As Long Beach’s highly anticipated Music Tastes Good (MTG) festival draws closer, more developments in the art installation department have been made. The five installations selected after the second and final phase of the application process have been announced and feature a wide array of creative ideas set to come to life during the music and food festival.
Music Tastes Good Officially Releases Call for Artists to Create Art Installations for Inaugural Festival
Orange County-based artist Dan Benedict was selected to bring his interactive kinetic installation Parasolvent to MTG, where viewers will be able to turn a crank to rotate a large wheel of opening and closing parasols. Parasolvent, just one of the artist’s “nerdcentric” endeavors, will be tested on burners at this year’s Burning Man before landing in Long Beach.
The installation titled Band Boxes will be placed in the middle of an intersection and may provide shade and a meeting place for MTG attendees. Los Angeles-based artist Katherine Bingley plans to transform the boxes with her colorful characters, featuring the lyrics from bands playing at the festival.

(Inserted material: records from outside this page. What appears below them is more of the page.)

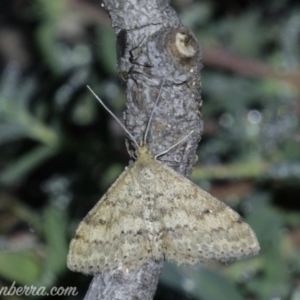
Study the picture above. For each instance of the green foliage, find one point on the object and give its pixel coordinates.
(59, 151)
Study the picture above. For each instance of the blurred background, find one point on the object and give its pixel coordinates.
(60, 151)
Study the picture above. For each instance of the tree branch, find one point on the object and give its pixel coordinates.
(153, 49)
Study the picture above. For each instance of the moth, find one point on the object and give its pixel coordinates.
(153, 212)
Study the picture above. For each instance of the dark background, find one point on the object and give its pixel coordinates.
(60, 151)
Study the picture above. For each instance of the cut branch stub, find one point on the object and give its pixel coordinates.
(172, 56)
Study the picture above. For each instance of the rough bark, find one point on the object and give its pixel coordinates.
(150, 38)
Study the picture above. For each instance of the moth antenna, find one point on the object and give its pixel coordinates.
(114, 116)
(152, 113)
(166, 151)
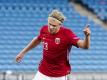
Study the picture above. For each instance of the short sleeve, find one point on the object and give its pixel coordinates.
(72, 38)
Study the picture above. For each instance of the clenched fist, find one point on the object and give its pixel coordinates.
(19, 57)
(87, 31)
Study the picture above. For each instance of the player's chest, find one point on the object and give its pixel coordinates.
(54, 41)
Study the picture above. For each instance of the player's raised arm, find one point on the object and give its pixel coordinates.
(31, 45)
(85, 44)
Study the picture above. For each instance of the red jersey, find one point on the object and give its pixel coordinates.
(56, 48)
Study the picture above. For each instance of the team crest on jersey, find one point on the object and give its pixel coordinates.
(57, 40)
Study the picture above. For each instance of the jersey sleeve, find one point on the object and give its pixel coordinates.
(73, 38)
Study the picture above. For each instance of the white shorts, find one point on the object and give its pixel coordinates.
(40, 76)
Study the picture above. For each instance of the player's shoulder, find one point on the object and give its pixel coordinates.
(66, 29)
(44, 27)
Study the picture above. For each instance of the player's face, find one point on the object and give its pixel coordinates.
(53, 25)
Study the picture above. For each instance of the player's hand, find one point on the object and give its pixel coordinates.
(19, 57)
(86, 30)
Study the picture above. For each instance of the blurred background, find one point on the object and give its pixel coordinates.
(21, 20)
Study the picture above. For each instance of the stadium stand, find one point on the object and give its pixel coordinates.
(20, 22)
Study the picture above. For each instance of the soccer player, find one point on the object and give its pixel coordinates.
(57, 42)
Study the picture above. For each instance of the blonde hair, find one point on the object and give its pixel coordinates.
(57, 15)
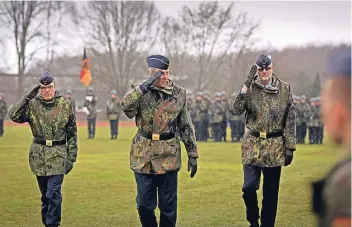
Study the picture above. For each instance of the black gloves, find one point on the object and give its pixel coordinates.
(149, 81)
(31, 95)
(288, 157)
(192, 165)
(250, 76)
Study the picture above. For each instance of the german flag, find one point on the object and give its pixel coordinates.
(85, 76)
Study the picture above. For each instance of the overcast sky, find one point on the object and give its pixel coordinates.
(285, 23)
(282, 23)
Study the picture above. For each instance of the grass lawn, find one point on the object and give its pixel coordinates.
(100, 191)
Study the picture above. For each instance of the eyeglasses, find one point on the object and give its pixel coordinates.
(262, 69)
(47, 88)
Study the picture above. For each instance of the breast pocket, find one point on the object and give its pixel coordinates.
(171, 110)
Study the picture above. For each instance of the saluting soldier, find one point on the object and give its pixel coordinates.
(159, 107)
(54, 148)
(270, 138)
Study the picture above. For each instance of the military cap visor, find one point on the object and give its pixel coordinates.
(46, 79)
(263, 61)
(158, 61)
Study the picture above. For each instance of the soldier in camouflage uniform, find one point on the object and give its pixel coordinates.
(270, 138)
(90, 108)
(113, 110)
(302, 117)
(332, 194)
(311, 123)
(160, 109)
(3, 111)
(315, 122)
(189, 102)
(68, 96)
(224, 123)
(54, 147)
(199, 110)
(320, 129)
(206, 115)
(217, 119)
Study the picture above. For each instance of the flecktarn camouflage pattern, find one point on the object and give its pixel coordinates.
(268, 109)
(160, 110)
(49, 120)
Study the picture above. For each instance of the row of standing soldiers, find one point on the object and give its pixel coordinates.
(211, 117)
(308, 119)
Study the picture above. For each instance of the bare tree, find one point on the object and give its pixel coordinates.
(26, 22)
(209, 33)
(120, 34)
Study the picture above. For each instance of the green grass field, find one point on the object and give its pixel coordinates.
(100, 191)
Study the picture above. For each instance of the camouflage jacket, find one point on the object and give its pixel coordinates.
(205, 109)
(268, 109)
(92, 107)
(49, 120)
(218, 112)
(159, 111)
(113, 109)
(73, 104)
(3, 109)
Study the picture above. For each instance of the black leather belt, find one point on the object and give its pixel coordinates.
(151, 136)
(265, 135)
(49, 143)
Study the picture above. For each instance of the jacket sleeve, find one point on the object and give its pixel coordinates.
(71, 132)
(238, 104)
(290, 125)
(130, 102)
(19, 113)
(187, 132)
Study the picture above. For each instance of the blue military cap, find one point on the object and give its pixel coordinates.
(46, 79)
(263, 61)
(340, 64)
(158, 61)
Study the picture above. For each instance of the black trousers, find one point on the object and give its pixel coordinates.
(91, 127)
(271, 183)
(198, 130)
(1, 127)
(149, 188)
(50, 188)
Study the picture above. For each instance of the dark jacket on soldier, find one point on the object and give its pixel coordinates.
(159, 111)
(49, 120)
(268, 109)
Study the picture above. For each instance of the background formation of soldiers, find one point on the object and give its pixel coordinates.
(211, 117)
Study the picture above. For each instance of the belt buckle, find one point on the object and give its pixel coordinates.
(49, 143)
(263, 135)
(155, 137)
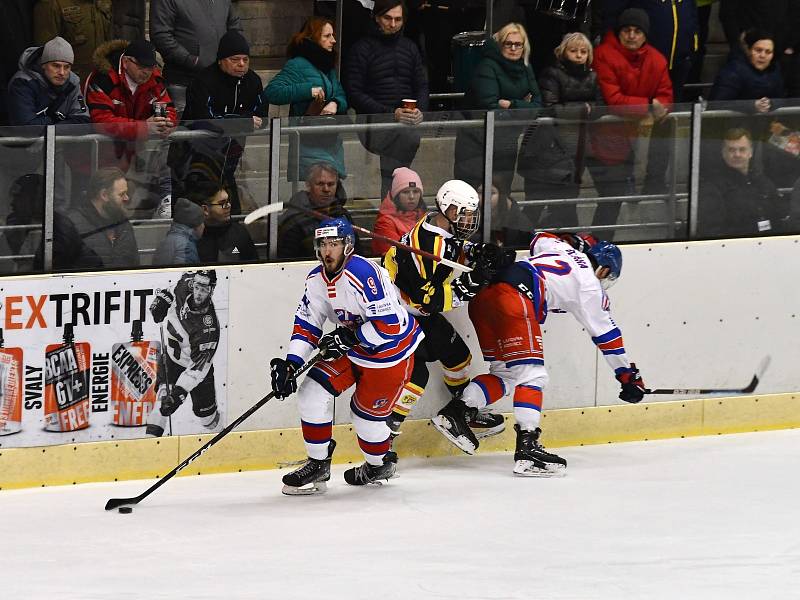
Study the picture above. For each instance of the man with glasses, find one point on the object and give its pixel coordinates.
(127, 97)
(224, 240)
(228, 93)
(383, 70)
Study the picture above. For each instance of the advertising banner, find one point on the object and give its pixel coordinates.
(105, 357)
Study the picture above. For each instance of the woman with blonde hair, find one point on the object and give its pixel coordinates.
(503, 80)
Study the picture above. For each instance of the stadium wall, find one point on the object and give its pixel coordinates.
(700, 314)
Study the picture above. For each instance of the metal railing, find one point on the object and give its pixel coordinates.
(436, 122)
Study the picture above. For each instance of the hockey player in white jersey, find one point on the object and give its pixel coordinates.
(372, 347)
(567, 273)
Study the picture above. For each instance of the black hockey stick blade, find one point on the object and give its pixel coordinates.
(748, 389)
(117, 502)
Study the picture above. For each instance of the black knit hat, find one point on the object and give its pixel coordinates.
(143, 52)
(232, 44)
(635, 17)
(187, 213)
(383, 6)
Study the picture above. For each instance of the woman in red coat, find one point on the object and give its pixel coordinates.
(400, 210)
(634, 80)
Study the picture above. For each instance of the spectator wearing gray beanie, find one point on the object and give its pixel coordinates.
(179, 247)
(45, 91)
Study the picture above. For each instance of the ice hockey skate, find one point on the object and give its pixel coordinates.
(531, 459)
(311, 478)
(452, 424)
(485, 424)
(372, 474)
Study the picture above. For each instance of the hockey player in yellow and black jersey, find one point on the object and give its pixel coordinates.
(189, 320)
(431, 288)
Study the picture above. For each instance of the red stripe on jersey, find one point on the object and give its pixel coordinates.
(354, 281)
(387, 328)
(528, 395)
(317, 434)
(375, 448)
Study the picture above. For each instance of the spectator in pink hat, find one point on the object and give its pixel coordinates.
(400, 210)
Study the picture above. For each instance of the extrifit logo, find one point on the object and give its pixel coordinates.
(52, 310)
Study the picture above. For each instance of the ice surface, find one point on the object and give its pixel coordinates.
(700, 518)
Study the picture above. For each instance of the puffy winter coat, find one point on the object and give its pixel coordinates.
(111, 102)
(214, 94)
(226, 243)
(394, 223)
(779, 17)
(179, 247)
(296, 229)
(567, 88)
(567, 84)
(30, 95)
(16, 17)
(307, 69)
(630, 81)
(673, 24)
(114, 242)
(382, 70)
(497, 78)
(740, 80)
(732, 203)
(85, 24)
(187, 34)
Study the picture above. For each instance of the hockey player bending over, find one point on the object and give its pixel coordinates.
(429, 288)
(372, 347)
(190, 323)
(563, 274)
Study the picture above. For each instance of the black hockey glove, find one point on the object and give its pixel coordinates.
(337, 343)
(173, 400)
(467, 286)
(283, 381)
(160, 305)
(632, 385)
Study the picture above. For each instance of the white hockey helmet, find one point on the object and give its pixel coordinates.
(467, 202)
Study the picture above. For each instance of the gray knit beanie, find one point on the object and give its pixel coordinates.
(187, 213)
(57, 49)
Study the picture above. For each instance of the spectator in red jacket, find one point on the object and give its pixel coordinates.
(400, 210)
(634, 80)
(128, 99)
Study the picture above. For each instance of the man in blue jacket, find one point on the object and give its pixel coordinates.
(673, 32)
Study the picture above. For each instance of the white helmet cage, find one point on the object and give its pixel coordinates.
(467, 202)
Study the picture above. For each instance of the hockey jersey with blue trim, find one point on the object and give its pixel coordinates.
(363, 298)
(571, 286)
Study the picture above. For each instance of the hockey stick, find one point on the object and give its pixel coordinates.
(117, 502)
(166, 370)
(280, 206)
(748, 389)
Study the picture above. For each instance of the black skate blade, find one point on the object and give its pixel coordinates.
(460, 442)
(526, 468)
(318, 487)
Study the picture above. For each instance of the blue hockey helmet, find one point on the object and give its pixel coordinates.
(607, 255)
(337, 229)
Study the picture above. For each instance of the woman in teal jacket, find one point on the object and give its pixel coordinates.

Long Beach artist and crafter extraordinaire Kelsey Cooper submitted Tetris Blocks, a giant installation where multiple people can stack the different colored blocks at the same time, emulating the 1980s video game. Set upon an astro turf area, the installations would stand out day or night, with lights placed inside each of the boxes to shine through and attract participants.
Danielle Kaufman, an installation designer at The Industry and former actress at the Queen Mary’s famous Dark Harbor event knows more than a thing or two about what a good festival experience entails. Her installation, Rumination Attuning, is a wooden temple space where ruminations, or written personal thoughts, are located above hanging bells of different pitches. Attendees can contribute their own ruminations or ring the bell that resonates with them the most.
Local artist Lorna Alkana’s Found Windows will feature a panel covered with chalk paint that attendees can use to answer the question, “How does music taste good?” Moving wire and fiber sculptures, sound reactive projection art and illuminated painted windows inspired by album covers featuring MTG musicians will bring the four structures to life.